Впрочем, в «Анне Гром» в причудливых превращениях и странных сближениях еще относительно легко угадывалось «общее состояние» «подлетышей перестройки», кто, как и Мария Рыбакова, раньше других храбрецов воспользовался внезапным расширением постсоветского миропорядка. Исчезали они с родительских глаз быстрехонько, спешно, подгоняемые кто всего лишь попутным ветром, кто соблазном  дальних странствий, а кто, как и Рыбакова, еще и «тоской по мировой культуре». И не засушенной в спецхранилищах туземных библиотек, а живой, в набухающих почках роста. Берлин, Университет Гумбольдта, Калифорнийский… И наконец, знаменитый Йель, а там и докторская по философии. И вдруг именно оттуда, из прекрасного ученого высока обрушивается на затюканные наши головы то, чего почему-то не ждали, то есть остросовременная беллетристика, а не ученая монографистика (в пандан Сергею Аверинцеву). Словом, не беллетризованный ежедневник, а неожиданно нервный крик! SOS, SOS – спасите наши души! Придуманный западный рай для слишком многих первенцев нового российского быта оказался  бесприютней родимого ада. Впрочем, в случае «Анны Гром» крик был на удивление умело артикулирован, и Ольга Славникова, назвав прозу Рыбаковой «головной», немедленно отыскала в толкучке литтусовок потенциальных «совместников»: «От западного интеллектуала Александра Пятигорского до молодого посткафкианца Данилы Давыдова».

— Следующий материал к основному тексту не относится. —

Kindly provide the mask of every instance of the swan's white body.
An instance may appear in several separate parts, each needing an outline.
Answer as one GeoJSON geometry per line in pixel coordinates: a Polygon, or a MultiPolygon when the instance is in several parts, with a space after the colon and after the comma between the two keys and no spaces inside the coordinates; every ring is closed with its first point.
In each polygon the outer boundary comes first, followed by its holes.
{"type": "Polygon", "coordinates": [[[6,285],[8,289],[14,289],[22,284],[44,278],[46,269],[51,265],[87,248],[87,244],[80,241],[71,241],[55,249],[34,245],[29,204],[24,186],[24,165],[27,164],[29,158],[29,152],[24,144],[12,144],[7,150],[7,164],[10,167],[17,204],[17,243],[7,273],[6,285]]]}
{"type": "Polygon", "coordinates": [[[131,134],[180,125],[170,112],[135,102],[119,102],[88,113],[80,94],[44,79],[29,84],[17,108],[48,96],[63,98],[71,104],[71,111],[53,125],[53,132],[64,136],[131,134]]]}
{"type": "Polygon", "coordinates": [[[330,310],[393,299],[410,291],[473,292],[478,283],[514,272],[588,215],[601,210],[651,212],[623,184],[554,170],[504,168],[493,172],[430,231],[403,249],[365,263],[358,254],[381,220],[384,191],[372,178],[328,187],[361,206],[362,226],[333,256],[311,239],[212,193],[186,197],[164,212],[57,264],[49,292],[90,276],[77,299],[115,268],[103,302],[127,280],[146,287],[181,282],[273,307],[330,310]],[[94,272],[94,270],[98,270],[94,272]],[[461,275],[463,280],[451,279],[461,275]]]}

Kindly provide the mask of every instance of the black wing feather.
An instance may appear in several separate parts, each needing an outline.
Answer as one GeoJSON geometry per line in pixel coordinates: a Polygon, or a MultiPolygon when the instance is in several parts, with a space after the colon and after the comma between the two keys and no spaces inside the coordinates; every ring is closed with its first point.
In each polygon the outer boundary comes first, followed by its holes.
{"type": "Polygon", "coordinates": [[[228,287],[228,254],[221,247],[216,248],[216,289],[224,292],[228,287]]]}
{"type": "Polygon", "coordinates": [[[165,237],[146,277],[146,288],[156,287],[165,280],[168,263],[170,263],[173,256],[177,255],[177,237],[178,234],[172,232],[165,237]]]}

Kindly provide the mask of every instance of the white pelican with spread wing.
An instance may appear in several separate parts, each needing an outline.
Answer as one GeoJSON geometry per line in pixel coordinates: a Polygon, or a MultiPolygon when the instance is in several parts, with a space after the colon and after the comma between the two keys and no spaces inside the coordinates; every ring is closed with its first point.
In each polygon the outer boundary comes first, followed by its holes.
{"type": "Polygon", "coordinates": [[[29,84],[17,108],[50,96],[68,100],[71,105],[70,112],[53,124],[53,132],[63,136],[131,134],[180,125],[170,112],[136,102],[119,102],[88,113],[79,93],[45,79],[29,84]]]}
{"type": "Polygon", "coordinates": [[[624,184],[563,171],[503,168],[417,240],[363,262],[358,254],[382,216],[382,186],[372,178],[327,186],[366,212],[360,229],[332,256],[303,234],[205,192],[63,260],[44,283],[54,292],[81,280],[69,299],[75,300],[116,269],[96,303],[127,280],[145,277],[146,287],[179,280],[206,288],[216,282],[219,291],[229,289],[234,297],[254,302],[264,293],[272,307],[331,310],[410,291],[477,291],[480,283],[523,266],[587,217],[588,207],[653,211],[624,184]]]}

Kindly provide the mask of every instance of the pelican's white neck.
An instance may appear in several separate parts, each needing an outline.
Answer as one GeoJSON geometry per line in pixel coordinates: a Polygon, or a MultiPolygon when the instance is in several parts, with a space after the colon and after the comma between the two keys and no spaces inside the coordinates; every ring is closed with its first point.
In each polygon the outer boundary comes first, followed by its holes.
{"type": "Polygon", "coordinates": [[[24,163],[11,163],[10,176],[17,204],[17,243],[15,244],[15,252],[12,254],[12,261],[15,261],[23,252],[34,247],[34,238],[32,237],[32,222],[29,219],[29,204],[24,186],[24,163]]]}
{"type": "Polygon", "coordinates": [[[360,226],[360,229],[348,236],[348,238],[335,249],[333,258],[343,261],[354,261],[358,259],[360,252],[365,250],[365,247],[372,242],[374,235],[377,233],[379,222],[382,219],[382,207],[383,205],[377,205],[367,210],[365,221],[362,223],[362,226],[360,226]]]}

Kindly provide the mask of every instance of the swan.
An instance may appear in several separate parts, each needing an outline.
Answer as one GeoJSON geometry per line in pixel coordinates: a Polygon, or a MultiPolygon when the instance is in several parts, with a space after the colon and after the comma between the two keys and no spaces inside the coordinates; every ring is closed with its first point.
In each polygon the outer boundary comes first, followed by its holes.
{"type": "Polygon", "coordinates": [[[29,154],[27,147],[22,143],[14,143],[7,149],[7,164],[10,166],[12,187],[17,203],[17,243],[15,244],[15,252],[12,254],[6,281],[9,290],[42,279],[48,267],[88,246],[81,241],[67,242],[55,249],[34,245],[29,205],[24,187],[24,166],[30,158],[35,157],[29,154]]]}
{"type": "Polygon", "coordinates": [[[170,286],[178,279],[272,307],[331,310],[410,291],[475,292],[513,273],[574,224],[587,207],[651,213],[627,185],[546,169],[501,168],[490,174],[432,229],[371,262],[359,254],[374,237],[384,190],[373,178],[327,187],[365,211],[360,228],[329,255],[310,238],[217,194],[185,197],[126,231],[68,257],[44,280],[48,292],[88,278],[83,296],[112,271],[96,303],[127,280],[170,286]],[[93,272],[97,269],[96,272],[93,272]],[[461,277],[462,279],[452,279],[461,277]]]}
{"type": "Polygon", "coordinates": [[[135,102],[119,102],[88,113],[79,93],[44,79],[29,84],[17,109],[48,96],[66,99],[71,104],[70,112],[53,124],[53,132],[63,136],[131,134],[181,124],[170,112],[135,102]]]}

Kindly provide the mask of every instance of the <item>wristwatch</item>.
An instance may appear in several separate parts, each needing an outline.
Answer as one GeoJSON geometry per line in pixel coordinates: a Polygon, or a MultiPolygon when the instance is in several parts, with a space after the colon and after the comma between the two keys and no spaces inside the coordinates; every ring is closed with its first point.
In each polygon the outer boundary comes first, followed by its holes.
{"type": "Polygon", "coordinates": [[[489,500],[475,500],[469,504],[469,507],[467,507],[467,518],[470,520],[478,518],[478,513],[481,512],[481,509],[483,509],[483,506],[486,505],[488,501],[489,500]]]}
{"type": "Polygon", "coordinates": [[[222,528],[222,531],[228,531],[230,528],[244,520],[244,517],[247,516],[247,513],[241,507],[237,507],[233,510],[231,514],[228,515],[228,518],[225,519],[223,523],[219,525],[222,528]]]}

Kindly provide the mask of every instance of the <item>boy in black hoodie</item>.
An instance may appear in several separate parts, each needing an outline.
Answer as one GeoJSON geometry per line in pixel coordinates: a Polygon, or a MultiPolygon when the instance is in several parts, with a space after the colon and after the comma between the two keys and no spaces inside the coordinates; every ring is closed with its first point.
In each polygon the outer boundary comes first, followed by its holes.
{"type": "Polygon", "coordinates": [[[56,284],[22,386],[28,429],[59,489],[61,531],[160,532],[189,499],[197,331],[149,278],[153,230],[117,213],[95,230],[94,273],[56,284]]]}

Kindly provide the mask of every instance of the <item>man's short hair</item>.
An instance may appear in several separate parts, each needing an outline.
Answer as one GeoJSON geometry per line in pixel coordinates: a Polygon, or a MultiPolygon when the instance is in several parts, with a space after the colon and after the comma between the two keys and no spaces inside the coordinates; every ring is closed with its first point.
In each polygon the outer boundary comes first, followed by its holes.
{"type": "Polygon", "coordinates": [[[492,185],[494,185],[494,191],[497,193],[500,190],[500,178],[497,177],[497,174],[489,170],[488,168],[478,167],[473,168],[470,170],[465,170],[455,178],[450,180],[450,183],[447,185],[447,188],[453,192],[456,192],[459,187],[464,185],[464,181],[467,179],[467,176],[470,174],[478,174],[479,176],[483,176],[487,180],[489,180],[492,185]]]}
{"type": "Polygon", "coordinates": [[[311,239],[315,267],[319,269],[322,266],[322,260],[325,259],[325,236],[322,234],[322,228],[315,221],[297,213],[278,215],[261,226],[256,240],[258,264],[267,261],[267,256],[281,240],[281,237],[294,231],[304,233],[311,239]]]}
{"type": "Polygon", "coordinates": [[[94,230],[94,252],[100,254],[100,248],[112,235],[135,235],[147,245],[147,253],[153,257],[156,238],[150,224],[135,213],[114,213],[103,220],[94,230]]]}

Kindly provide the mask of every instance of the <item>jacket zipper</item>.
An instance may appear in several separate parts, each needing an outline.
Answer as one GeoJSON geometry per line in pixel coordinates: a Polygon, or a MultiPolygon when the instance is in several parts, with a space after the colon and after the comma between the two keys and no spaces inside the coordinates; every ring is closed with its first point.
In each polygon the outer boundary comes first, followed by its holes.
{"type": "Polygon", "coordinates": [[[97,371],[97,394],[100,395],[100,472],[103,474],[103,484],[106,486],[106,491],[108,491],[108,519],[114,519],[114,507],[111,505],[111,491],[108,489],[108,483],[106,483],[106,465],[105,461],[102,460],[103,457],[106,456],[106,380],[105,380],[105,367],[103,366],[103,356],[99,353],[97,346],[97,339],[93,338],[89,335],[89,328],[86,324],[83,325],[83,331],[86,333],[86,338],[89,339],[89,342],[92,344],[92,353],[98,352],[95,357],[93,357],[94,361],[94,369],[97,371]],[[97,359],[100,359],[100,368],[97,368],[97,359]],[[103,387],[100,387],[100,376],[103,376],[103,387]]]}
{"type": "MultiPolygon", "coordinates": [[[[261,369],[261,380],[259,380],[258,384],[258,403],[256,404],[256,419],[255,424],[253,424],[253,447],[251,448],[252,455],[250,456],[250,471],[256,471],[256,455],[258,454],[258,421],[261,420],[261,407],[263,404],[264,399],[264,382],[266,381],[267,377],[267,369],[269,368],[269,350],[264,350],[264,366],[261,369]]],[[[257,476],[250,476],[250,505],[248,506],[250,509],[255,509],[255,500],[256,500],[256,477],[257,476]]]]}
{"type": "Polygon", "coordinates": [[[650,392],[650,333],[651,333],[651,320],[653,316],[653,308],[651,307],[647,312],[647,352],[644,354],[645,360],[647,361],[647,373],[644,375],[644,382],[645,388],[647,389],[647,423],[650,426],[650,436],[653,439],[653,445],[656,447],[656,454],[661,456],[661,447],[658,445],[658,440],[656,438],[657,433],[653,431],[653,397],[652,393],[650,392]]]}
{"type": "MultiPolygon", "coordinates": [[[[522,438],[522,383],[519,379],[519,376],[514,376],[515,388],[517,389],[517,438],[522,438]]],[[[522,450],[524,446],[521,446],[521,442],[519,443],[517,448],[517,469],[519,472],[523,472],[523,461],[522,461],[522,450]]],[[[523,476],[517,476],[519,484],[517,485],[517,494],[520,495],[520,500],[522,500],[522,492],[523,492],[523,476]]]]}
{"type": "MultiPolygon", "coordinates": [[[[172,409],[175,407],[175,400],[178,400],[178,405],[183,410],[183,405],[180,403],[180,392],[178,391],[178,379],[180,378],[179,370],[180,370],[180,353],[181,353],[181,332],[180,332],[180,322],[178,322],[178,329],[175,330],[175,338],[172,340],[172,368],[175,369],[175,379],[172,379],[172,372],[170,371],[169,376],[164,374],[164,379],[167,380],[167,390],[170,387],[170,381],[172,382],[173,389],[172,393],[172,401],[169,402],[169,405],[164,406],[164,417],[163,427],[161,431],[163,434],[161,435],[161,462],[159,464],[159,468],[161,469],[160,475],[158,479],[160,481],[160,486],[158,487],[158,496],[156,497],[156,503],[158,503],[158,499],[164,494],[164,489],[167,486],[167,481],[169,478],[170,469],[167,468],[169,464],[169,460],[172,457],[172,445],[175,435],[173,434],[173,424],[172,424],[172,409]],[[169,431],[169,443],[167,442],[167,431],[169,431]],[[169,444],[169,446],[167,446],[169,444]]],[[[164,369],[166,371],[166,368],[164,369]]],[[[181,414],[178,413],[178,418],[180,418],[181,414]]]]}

А вскоре с текущей критикой я развязала, отчего последующие метаморфозы Рыбаковой прошелестели фактически мимо меня, включая, как ни странно, и внезапного «Гнедича». Решила, помнится, что при ее-то «микроскопической наблюдательности» и чувстве эпохи Николай Гнедич, в полный много выше среднего рост, и именно с ее помочью непременно протиснется. Пусть и бочком, но протиснется в ту еле заметную щель меж двумя знаменитыми «прижизненными» его «портретами», стараниями пушкинистов обнаруженную. Но  это я сейчас так вижу. А тогда, похоже, мешал, точнее,  застил, сбивал с фокуса не Гнедич, а выбранные автором и жанр (мини-роман в стихах), и ракурс. Впрочем, Рыбакова опять споперечничала: предъявила не исторический (русско-античный, как когда-то Юлия Латынина) и не посткафкианский, а откровенно читабельный  любовный роман. Про рай в индийском шалаше, похожем, как ненароком съязвила одна из рецензенток, на арбатскую клетушку с отдельным входом. Помните у Слуцкого: «У меня была комната с отдельным входом…/ Мои товарищи жили с тещами/ И с женами, похожими на этих тещ»? Впрочем, «Раю» предшествовал не «Гнедич», а «Черновик человека» (2014), печальная повесть о лишенцах, ходом вещей то ли выпавших, то ли выброшенных из современности. Из всем известного экстравагантного черновика –  трагического самоубийства чудо-ребенка Ники Турбиной, к раскрутке которой не кто-нибудь, а сам Евгений Евтушенко руку, что называется, приложил, психологически сложные детали намеренно удалены.

20-14-11_a2.jpg
Мария Рыбакова.
Если есть рай… –
Знамя, 2018, № 9–10.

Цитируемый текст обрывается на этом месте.